The design team imagines a future situation about its challenge and pretends that this situation has already taken place to discover criteria for a successful design.


Who could have imagined long ago what the present-day experience of listening to music would have looked like, with wireless earphones, via a device that connects to the Internet where all music is available through a service? Imagining that situation may not have been likely. Nevertheless, someone in the past might have imagined a dreamlike situation in which listening to music was not limited by the physical presence of albums or CDs so that hearing their favourite music was possible everywhere and anytime.

Or who could have imagined in the past what the present-day air fryer, by which we can cook by circulating hot air around the food, would have looked like? Still, someone might have thought of a future situation in which they could prepare their fries without frying fat (without actually having a clear idea of how this should be achieved). This person could have written a text message to friends saying, ‘I now can prepare my favourite snacks without using fat!!’ Similarly, the person describing the future of music listening could have written an article for the local student magazine with the headline, ‘I can now listen to all of my favourite music while walking in the woods!!’

The examples show that it is very hard to imagine what a product or service will actually look like in the future. The range of future options or possibilities is so huge that it is nearly impossible to predict what will happen in product development. However, you can imagine a future product or service delivering something very valuable because, in that case, you do not have to imagine the future product itself, but what it will have done to make people very happy. When you focus on the needs or values that are important but have not yet been met, the specific development of the product need not be dealt with. Imagine really wanting to eat fat-free snacks but, like most people, you do not understand the technology; you can readily recognize the VALUE of a future fryer using hot air instead of oil.

Throughout the exercise Remembering the Future, you simulate that this future development has already taken place even though you do not actually know what it looks like), and that the resulting scenario has made the users very happy and pleased with the product or service. You then simulate the responses and reactions as users “look back” on their use of the product and express their satisfaction and appreciation in a tweet, in a discussion forum, or in the headline of a newspaper article. What would they have said?

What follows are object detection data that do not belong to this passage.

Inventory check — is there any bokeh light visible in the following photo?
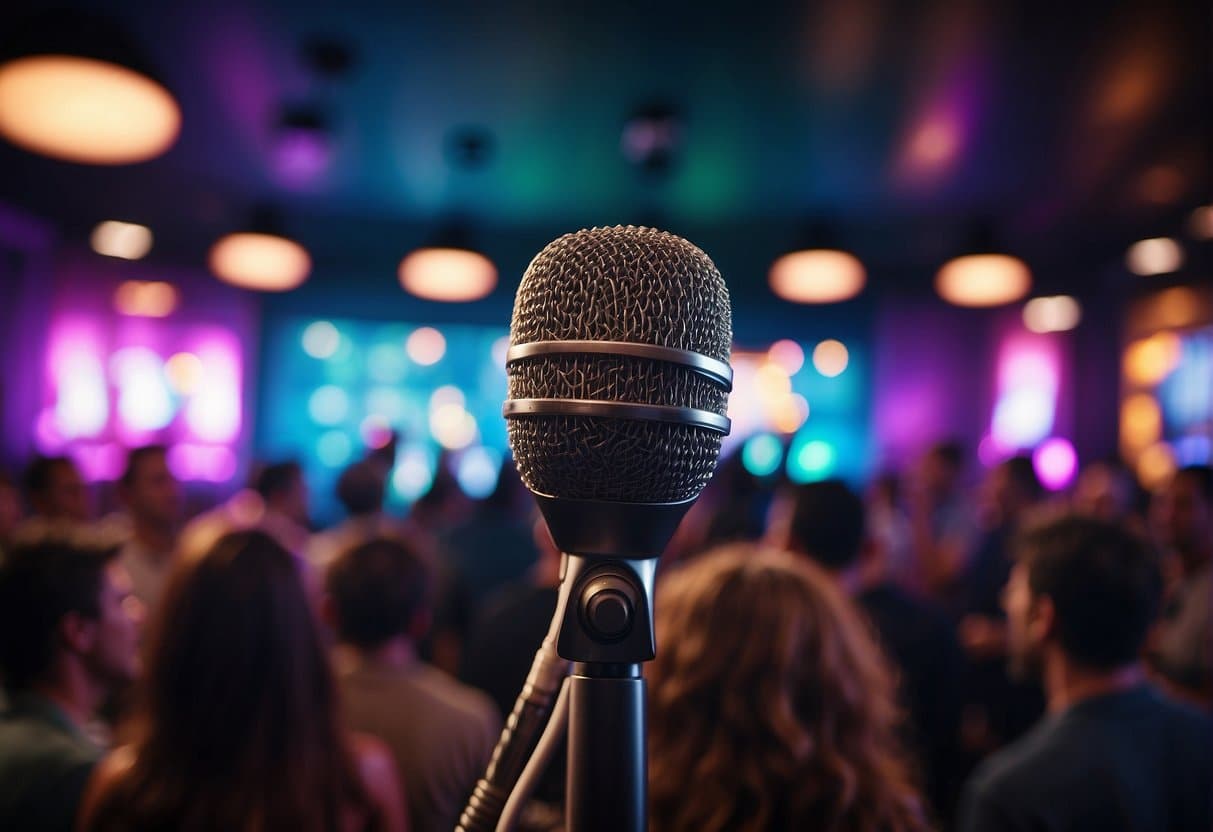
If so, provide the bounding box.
[399,249,497,303]
[768,249,867,303]
[89,220,152,260]
[209,232,312,292]
[741,433,784,478]
[302,320,341,359]
[813,338,850,378]
[935,255,1032,307]
[1124,237,1184,277]
[0,55,181,165]
[405,326,446,366]
[1024,295,1082,332]
[1032,437,1078,491]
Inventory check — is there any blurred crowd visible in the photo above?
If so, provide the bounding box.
[0,443,1213,832]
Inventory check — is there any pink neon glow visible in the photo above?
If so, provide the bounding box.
[186,334,240,443]
[990,334,1060,449]
[49,320,109,439]
[169,443,237,483]
[1032,437,1078,491]
[72,441,126,483]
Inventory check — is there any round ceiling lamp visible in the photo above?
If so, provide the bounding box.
[0,11,181,165]
[935,222,1032,308]
[768,249,867,303]
[399,246,497,303]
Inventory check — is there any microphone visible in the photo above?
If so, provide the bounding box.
[503,226,733,558]
[494,226,733,832]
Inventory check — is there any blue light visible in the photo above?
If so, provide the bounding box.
[315,431,354,468]
[455,445,501,500]
[741,433,784,477]
[307,384,349,424]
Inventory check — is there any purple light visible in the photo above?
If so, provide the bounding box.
[1032,437,1078,491]
[72,441,126,483]
[50,320,109,439]
[167,443,237,483]
[186,334,240,443]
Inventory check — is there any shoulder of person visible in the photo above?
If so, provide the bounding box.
[78,746,135,830]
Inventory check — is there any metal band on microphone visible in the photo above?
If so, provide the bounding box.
[506,341,733,392]
[501,399,733,435]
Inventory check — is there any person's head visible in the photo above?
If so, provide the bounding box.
[326,537,433,650]
[254,460,309,526]
[108,530,361,830]
[1071,461,1135,520]
[0,536,142,706]
[23,456,91,523]
[118,445,181,529]
[1003,514,1162,676]
[1150,466,1213,557]
[771,479,866,571]
[648,543,924,832]
[337,460,387,517]
[981,455,1044,525]
[918,440,964,497]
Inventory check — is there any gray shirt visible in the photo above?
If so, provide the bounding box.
[337,653,501,832]
[0,693,102,832]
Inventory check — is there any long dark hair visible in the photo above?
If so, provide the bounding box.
[92,531,371,831]
[649,543,927,832]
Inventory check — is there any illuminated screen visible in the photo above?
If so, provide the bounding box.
[256,319,508,523]
[35,315,243,483]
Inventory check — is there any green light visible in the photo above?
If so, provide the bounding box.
[787,439,837,483]
[741,433,784,477]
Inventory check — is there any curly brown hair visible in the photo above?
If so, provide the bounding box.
[649,545,929,832]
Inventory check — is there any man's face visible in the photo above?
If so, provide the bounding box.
[1150,474,1213,552]
[124,454,181,526]
[1002,563,1042,679]
[85,562,143,686]
[39,463,91,523]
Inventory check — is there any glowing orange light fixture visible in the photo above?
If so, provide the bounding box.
[209,232,312,292]
[0,55,181,165]
[399,247,497,303]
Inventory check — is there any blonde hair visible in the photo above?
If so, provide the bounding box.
[649,545,928,832]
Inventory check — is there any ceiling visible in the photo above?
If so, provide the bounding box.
[0,0,1213,308]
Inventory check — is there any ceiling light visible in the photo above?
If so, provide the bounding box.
[399,247,497,303]
[1124,237,1184,277]
[89,220,152,260]
[209,232,312,292]
[769,249,867,303]
[935,253,1032,307]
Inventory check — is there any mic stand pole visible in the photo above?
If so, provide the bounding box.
[557,555,657,832]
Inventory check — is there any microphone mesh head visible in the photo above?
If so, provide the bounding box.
[509,226,733,502]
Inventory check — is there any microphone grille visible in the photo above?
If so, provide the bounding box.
[509,226,733,502]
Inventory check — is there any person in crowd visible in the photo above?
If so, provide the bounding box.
[118,445,182,611]
[1071,460,1138,522]
[959,515,1213,832]
[0,472,24,552]
[647,543,927,832]
[460,518,560,718]
[80,530,408,832]
[768,479,962,816]
[1150,466,1213,707]
[328,538,501,832]
[254,460,311,553]
[866,472,913,587]
[906,441,978,606]
[0,535,139,832]
[23,456,92,526]
[307,460,404,575]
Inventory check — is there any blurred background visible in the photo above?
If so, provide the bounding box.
[0,0,1213,525]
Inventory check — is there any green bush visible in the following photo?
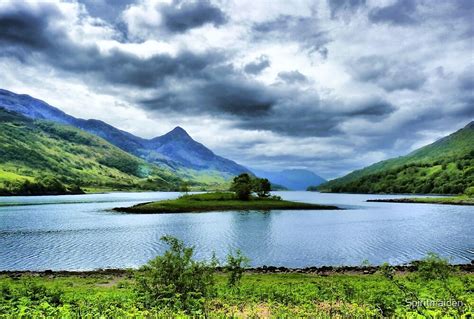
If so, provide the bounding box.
[413,253,453,280]
[225,249,250,287]
[136,236,216,312]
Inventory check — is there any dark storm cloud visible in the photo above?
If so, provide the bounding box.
[0,2,61,53]
[369,0,416,25]
[349,55,426,91]
[252,15,330,58]
[244,55,270,74]
[79,0,134,23]
[278,70,308,84]
[0,5,224,88]
[140,65,277,119]
[160,0,227,32]
[237,93,395,137]
[328,0,366,18]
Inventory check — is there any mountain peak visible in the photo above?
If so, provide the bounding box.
[165,126,191,138]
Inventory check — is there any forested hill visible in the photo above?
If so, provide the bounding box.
[0,109,181,195]
[315,122,474,194]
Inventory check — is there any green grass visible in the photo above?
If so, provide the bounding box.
[0,273,474,319]
[115,193,337,213]
[0,110,182,193]
[368,196,474,205]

By imagining that the future (development) has already taken place, you learn to avoid the strong tendency to presume that a future product or service will simply deliver more of what you already know. For example, a portable music device should be able to carry more tracks; a fryer should be able to make less greasy snacks by using less fat. When you think exclusively about the experience of success and the value it delivers, your thoughts open to exploring a wider range of possible solutions as you are stimulated toward more radical potential for innovation.

In this first stage in innovation and design thinking, two specific goals of Remembering the Future should be the focus:

  1. Abstract your thought processes from the current approach and context by freeing your imagination, thus opening up the exploration of possibilities.
  2. Get a fresh understanding of what is important to users by developing greater empathy.

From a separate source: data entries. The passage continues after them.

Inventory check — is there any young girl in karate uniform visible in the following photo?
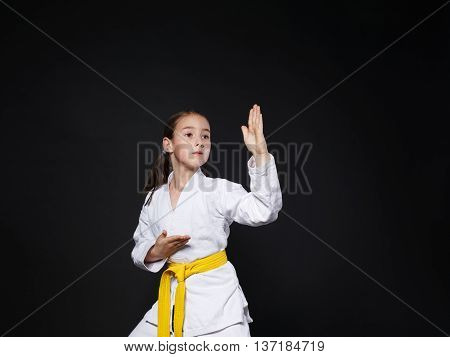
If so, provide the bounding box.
[129,104,282,337]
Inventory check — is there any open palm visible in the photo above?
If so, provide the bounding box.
[241,104,268,155]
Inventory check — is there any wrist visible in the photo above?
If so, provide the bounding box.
[144,245,163,263]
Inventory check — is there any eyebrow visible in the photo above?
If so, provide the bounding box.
[181,126,211,132]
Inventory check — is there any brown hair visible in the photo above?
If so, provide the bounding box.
[144,109,209,205]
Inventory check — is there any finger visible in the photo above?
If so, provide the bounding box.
[255,105,261,131]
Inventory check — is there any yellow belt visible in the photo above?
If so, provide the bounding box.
[158,250,228,337]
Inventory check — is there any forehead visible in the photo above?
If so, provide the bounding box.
[177,114,210,130]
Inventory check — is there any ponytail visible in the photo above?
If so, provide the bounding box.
[144,109,206,205]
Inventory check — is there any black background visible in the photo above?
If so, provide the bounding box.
[0,1,450,336]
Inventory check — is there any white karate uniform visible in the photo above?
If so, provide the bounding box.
[130,154,282,337]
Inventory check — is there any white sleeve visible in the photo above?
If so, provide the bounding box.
[219,153,283,227]
[131,192,167,273]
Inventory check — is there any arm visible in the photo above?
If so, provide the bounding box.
[131,193,167,273]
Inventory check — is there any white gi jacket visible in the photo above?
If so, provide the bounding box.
[131,153,282,337]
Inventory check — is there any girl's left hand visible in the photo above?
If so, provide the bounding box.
[241,104,268,156]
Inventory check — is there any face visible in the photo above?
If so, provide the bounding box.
[163,114,211,170]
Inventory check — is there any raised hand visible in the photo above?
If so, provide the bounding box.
[241,104,268,157]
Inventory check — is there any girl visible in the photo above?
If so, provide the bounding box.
[129,104,282,337]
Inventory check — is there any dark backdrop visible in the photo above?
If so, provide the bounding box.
[0,1,450,336]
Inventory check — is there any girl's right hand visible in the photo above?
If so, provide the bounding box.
[149,229,191,260]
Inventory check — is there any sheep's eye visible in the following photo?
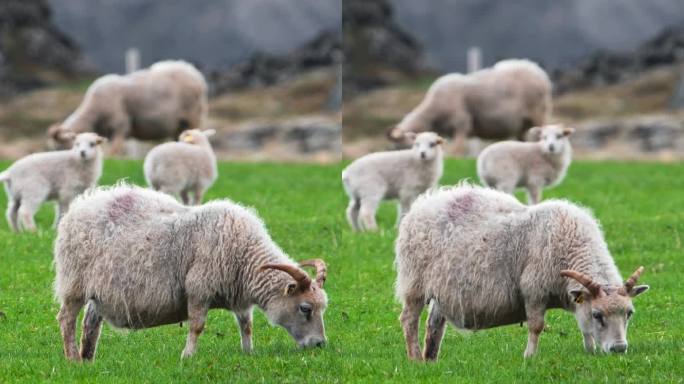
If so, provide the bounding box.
[591,311,603,325]
[299,303,312,316]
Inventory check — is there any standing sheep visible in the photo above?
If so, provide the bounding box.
[0,133,106,231]
[48,61,208,153]
[55,185,327,360]
[342,132,444,231]
[143,129,218,205]
[389,60,552,153]
[395,185,648,360]
[477,125,575,204]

Imagine what your product or service will have done to make users happy (or successful or safe or secure or smart – choose the set of adjectives that work best for your product). Make sure you express how it has increased their quality of life, so that the meaning/value of the product or service becomes clear.

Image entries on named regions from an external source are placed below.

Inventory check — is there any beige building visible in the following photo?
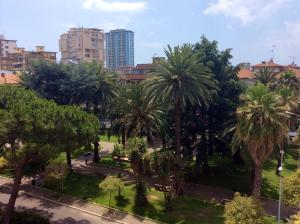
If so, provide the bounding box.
[59,27,104,64]
[0,46,56,71]
[0,35,17,57]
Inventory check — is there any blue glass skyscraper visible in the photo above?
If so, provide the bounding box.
[105,29,134,70]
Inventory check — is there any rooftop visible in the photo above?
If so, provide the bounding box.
[0,73,20,84]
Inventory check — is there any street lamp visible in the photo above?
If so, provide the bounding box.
[277,150,284,224]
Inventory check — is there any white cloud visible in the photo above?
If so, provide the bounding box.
[141,42,165,49]
[203,0,293,25]
[62,23,78,28]
[263,20,300,63]
[101,15,131,31]
[83,0,147,12]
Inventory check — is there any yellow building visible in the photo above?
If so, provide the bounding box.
[0,46,56,71]
[59,27,104,64]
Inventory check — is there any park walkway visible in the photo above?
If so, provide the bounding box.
[0,177,157,224]
[73,143,297,218]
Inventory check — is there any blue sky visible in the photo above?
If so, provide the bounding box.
[0,0,300,64]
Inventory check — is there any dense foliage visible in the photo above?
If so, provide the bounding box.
[0,86,99,224]
[283,169,300,208]
[224,193,266,224]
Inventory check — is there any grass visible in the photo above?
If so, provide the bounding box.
[100,135,119,143]
[100,156,130,169]
[44,173,224,224]
[191,147,298,199]
[0,168,14,178]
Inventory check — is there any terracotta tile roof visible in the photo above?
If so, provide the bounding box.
[238,68,254,79]
[277,68,300,79]
[135,64,153,69]
[0,74,20,84]
[252,61,283,68]
[120,74,146,81]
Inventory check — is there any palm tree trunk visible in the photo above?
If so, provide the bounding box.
[93,140,100,163]
[252,164,262,199]
[66,150,72,171]
[3,166,23,224]
[174,100,181,157]
[122,125,126,147]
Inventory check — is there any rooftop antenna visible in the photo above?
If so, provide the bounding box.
[270,44,276,60]
[290,56,296,65]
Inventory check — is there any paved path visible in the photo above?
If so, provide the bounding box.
[73,150,297,218]
[0,177,156,224]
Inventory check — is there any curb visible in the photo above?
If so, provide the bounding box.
[32,186,166,224]
[0,176,165,224]
[1,180,129,224]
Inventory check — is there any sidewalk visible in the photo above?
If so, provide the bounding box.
[0,177,157,224]
[73,156,297,218]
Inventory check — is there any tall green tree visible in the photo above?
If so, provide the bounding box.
[21,61,113,165]
[233,84,288,198]
[113,84,164,142]
[144,44,218,157]
[56,105,100,170]
[151,149,179,210]
[21,60,72,104]
[254,67,277,85]
[0,86,97,224]
[61,62,117,163]
[276,71,299,92]
[190,36,243,172]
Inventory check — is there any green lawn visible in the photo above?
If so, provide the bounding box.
[191,148,298,199]
[100,156,130,169]
[44,173,224,224]
[100,135,119,143]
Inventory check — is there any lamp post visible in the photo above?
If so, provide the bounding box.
[277,150,284,224]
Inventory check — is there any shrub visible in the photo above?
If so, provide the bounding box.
[283,169,300,208]
[288,212,300,224]
[99,176,124,207]
[0,211,50,224]
[127,138,147,154]
[135,182,148,206]
[111,143,124,158]
[0,157,8,170]
[45,161,68,192]
[224,193,266,224]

Individually, each of the team members will write this down in the form of a tweet sent by these users.

Why not simulate a celebrity response on her own twitter feed? Imagine Billie Eilish writing “With this product (X) I don’t have to use my car that often anymore to get to my studio and can contribute to more sustainable commuting.” Think about how a user would interact in a discussion forum after having found a solution to a specific problem. Also imagine how journalists – online and on paper – would report on this product or service and the catchy headlines their editors would create.

On sticky notes, using two different colours, each team member should create 2 to 4 tweets and comments by users and another 2 to 4 headlines by journalists.

Move the sticky notes to a shared space where they are mixed with the creations by the other team members so that you can all  discuss what you have written as you move the tweets, comments and headlines around to reveal relevant clusters that determine any patterns or themes. An open and playful attitude will promote maximum exploration of the value and criteria for successful design especially since there is still no pressure to reach any conclusions.